В ту пору Исакович чувствовал себя совершенно потерянным и несчастным и походил на человека, лишенного собственной воли. Ему больше не хотелось ни ехать в Буду, ни встречаться с г-жой Божич, ни поглядеть в последний раз на Теклу, не хотелось ни ехать к семье, ни обосновываться в Бахмуте, он махнул рукой на чины и на армию. Последнее и единственное его желание, не дававшее ему покоя, была аудиенция. Если личная его жизнь не удалась, если ему даже придется уйти в отставку, эта аудиенция даст ему возможность рассказать царице все, и тогда их переселение в Россию обретет смысл и достойное завершение. Не говоря никому ни слова, он начал тайно готовить к аудиенции новую треуголку, перчатки, роскошные сапоги, а также думать о том, что сказать царице и как сказать.
Неизменная улыбка, блуждавшая на его лице, говорила о том, что он все больше впадал в безумие.
Когда
Его гусар сказал ей, что так он сидит часами.
Юлиана и надеялась на успех именно потому, что он был в таком состоянии.
Этот еще совсем не старый человек в начале октября, как дуб осенью теряет листья, лишился всего: и силы, и веселости, и воли, и здоровья. Сильный кавалерист жаловался, как ребенок, на головную боль.

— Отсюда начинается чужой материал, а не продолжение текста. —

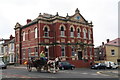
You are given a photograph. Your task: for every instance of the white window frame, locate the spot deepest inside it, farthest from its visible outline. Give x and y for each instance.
(71, 32)
(89, 34)
(84, 33)
(113, 52)
(63, 52)
(36, 34)
(62, 32)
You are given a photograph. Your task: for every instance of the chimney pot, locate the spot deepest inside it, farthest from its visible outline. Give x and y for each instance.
(102, 43)
(28, 20)
(108, 40)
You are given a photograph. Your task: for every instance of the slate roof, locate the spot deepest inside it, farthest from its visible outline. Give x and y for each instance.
(115, 42)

Юлиана смеялась и говорила, что от головной боли она хорошо лечит.
До сих пор она заходила только в те сербские семьи, которые гусары Вишневского отмечали как добропорядочные. Павел же стал заглядывать и туда, где случались драки, кражи и пьянки. С этими поселившимися в конюшнях и сараях людьми, которым не удалось записаться во вновь образованные сербские полки, Виткович уже не знал, что делать. В те времена отбор на военную службу производился не докторами и фельдшерами, но все-таки и в Киеве брали не каждого. И хотя в те времена унтер-офицеры рекрутов набирали просто: хватали где попало людей, поили их до одури в корчме и всовывали первые порционные деньги. Те, кто напивался с унтер-офицерами, утром оказывался в казармах, где на них надевали тяжелые сапоги и вскоре отправляли на границу в занесенное снегом караульное помещение с соломенной кровлей. Но больных в армию не брали. Хворые поступали в Киеве в услужение и работали, пока однажды их не находили мертвыми. А до смерти они сторожили свиней, стирали белье, чистили нужники.

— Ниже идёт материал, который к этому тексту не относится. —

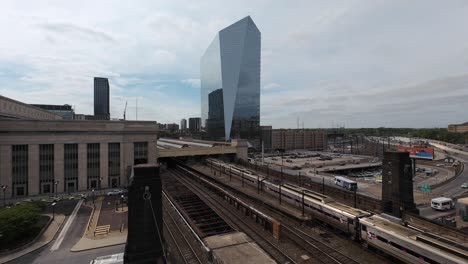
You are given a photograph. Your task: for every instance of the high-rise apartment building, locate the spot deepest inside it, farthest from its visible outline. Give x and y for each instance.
(183, 124)
(101, 98)
(230, 82)
(194, 124)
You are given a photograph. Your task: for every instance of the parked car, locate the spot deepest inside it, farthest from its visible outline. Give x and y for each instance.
(115, 192)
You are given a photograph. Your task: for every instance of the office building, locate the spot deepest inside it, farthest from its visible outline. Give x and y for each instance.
(101, 98)
(397, 183)
(183, 124)
(65, 111)
(172, 127)
(230, 69)
(195, 124)
(12, 109)
(215, 122)
(38, 157)
(311, 139)
(460, 128)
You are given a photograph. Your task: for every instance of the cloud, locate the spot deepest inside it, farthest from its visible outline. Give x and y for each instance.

В мире его соплеменников, куда Исакович вступил в Киеве, были увечные, чахоточные, киластые, захворавшие по дороге в Россию и не сумевшие вернуться домой. Они стояли перед мясными лавками и зарабатывали себе на хлеб тем, что отгоняли собак.
Или шли от дома к дому и чистили нужники.
Когда он заводил с ними разговор, они твердили:
— Боже! Боже! Никогда больше не видать нам своей семьи! Кто закроет нам глаза?! Боже! Боже!
Сперва он почти не слышал их возгласов. Потом они входили в одно ухо и выходили в другое. «Боже! Боже!» Спустя две-три недели этот шепот, это бормотание, эти восклицания стали невыносимыми. «Боже! Боже!»
Однажды ночью Павлу приснилось, будто весь этот убогий люд собрался вокруг его дома. Павел слышал, как они завывали: «Боже! Боже!» Проснувшись, он подумал, что кричит какой-то незнакомый голос. И лишь потом сообразил, что кричал он сам.
Юлиана была удивлена, когда он вдруг заявил, что больше не намерен посещать своих соплеменников в Подоле.
Она заставала его сидящим за челобитными. Исакович писал Костюрину. Просил направить его в Санкт-Петербург, в противном случае грозил написать своему покровителю и защитнику сербов графу Кейзерлингу.
В конце октября 1753 года Исакович решил повторить в Киеве то, что сделал в Темишваре: бежать без бумаг, на этот раз — к царице.
И хотя это может показаться невероятным, в штаб-квартире Витковича помечены октябрем 1753 года десять челобитных капитана Исаковича с просьбой об аудиенции у царицы.
Исакович был из тех людей, которые, живя на одном месте, вечно стремятся в другое. Человек, вечно не довольный своей кожей и постоянно, как змея, ее меняющий. Как волк, что каждый год линяет, да обычая не меняет.